MFF Configuration Commands

MFF Configuration Commands

Command Support

Commands provided in this section and all the parameters in the commands are supported by all switch models by default, unless otherwise specified. For details, see specific commands.

display mac-forced-forwarding

Function

The display mac-forced-forwarding command displays the MFF configuration.

Format

display mac-forced-forwarding { network-port | vlan vlan-id }

Parameters

Parameter Description Value
network-port Displays network interface information. -
vlan vlan-id Displays the MFF configuration in a specified VLAN. The value is an integer that ranges from 1 to 4094.

Views

All views

Default Level

1: Monitoring level

Usage Guidelines

The display mac-forced-forwarding command displays the MFF network interface information and MFF configuration in a specified VLAN.

NOTE:

When the user-bind static command is executed to configure a static binding entry for a non-DHCP user, at least ip-address and vlan vlan-id [ ce-vlan ce-vlan-id ] must be specified. In this case, the MFF entry that has the same IP address and VLAN ID as the static binding entry can be deleted when the static binding entry is deleted.

Example

# Display information about the MFF network interface.

<HUAWEI> display mac-forced-forwarding network-port
--------------------------------------------------------------------------------
VLAN ID                  Network-ports
--------------------------------------------------------------------------------
VLAN 10                  GigabitEthernet2/0/0
                         GigabitEthernet2/0/1
                         GigabitEthernet2/0/2
                         GigabitEthernet2/0/3
VLAN 100                 GigabitEthernet3/0/10
                         GigabitEthernet3/0/15
                                                
Table 14-37  Description of the display mac-forced-forwarding network-port command output

Item

Description

VLAN ID

ID of the VLAN that the network interface belongs to.

Network-ports

Network interface.

# Display the MFF configuration in VLAN 100.
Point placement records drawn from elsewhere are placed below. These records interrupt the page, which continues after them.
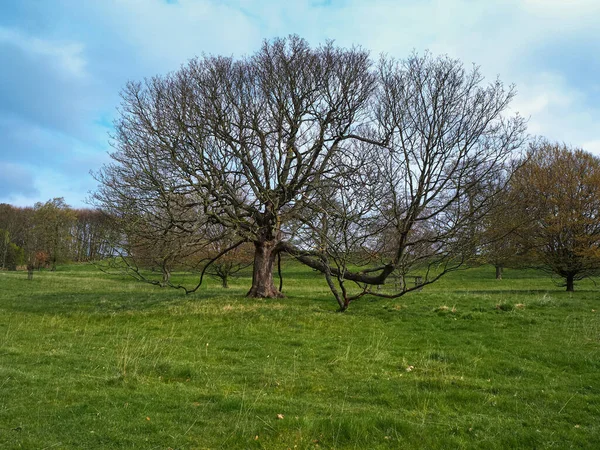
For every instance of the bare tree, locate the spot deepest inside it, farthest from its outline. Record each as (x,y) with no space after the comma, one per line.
(265,145)
(557,191)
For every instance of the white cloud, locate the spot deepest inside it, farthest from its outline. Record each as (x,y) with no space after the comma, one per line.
(68,56)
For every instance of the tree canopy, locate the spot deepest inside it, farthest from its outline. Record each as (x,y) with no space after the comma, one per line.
(359,169)
(557,193)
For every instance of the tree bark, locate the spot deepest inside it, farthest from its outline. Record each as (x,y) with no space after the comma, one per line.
(262,275)
(498,272)
(570,283)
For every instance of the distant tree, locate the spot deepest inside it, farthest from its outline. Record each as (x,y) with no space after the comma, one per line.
(558,190)
(53,223)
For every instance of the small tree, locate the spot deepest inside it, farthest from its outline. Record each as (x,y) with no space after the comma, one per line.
(558,189)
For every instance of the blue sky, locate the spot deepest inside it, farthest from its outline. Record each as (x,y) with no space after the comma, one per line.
(63,63)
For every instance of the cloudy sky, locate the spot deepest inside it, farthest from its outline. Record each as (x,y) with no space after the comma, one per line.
(63,63)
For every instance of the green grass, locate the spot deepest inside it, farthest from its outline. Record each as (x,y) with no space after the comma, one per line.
(92,361)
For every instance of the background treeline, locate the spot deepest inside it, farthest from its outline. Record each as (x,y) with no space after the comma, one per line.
(50,233)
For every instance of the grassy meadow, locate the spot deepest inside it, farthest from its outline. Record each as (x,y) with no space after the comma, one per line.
(91,361)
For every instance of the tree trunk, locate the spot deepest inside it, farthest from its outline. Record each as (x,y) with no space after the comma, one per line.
(570,283)
(262,275)
(498,272)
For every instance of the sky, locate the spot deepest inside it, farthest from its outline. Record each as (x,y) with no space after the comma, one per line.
(64,62)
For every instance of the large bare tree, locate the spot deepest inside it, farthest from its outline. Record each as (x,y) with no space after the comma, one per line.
(557,195)
(317,152)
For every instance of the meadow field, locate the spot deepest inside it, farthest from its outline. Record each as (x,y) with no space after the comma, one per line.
(92,361)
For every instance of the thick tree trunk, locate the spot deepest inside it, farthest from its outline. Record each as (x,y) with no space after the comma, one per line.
(570,283)
(498,272)
(262,275)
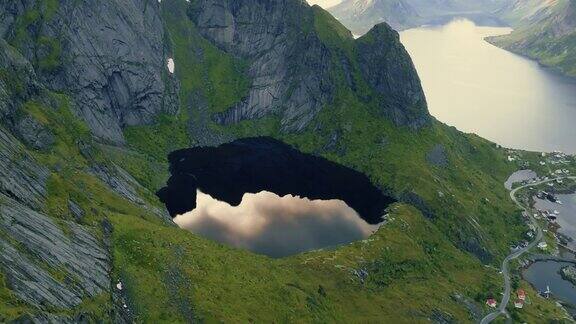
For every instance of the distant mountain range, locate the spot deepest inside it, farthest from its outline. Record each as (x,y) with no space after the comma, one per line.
(544,31)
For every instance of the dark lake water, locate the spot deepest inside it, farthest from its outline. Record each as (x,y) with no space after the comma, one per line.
(479,88)
(543,274)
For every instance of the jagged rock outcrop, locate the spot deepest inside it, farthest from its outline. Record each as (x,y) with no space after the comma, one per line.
(544,31)
(31,242)
(110,58)
(289,65)
(387,67)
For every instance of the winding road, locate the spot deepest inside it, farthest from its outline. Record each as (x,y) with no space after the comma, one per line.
(501,310)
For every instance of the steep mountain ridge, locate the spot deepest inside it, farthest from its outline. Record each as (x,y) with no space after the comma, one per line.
(112,62)
(83,238)
(361,15)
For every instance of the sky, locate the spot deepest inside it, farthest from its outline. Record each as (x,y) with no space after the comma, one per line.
(325,3)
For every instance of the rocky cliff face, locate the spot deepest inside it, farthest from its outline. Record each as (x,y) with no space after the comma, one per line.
(545,31)
(61,188)
(111,58)
(292,67)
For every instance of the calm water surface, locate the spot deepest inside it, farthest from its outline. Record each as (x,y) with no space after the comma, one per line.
(482,89)
(542,274)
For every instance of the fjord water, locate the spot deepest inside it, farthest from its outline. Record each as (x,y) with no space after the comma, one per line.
(482,89)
<HUAWEI> display mac-forced-forwarding vlan 100
[Vlan 100] MFF host total count = 3 
--------------------------------------------------------------------------------
Servers         192.168.1.2
                192.168.1.3
--------------------------------------------------------------------------------
User IP         User MAC             Gateway IP        Gateway MAC
--------------------------------------------------------------------------------
192.168.1.10    0001-0001-0001       192.168.1.254     0002-0002-0001
192.168.1.11    0001-0001-0002       192.168.1.254     0002-0002-0001
192.168.1.12    0001-0001-0003       192.168.1.252     0002-0002-0003
--------------------------------------------------------------------------------
Table 14-38  Description of the display mac-forced-forwarding vlan command output

Item

Description

MFF host total count

Number of users in VLAN 100.

Servers

IP addresses of servers in VLAN 100.

User IP

IP addresses of users in VLAN 100.

User MAC

MAC addresses of users in VLAN 100.

Gateway IP

Gateway IP address.

Gateway MAC

Gateway MAC address.

mac-forced-forwarding arp-trigger

Function

The mac-forced-forwarding arp-trigger command enables an EAN to add or update an MFF entry when receiving an ARP packet from a user.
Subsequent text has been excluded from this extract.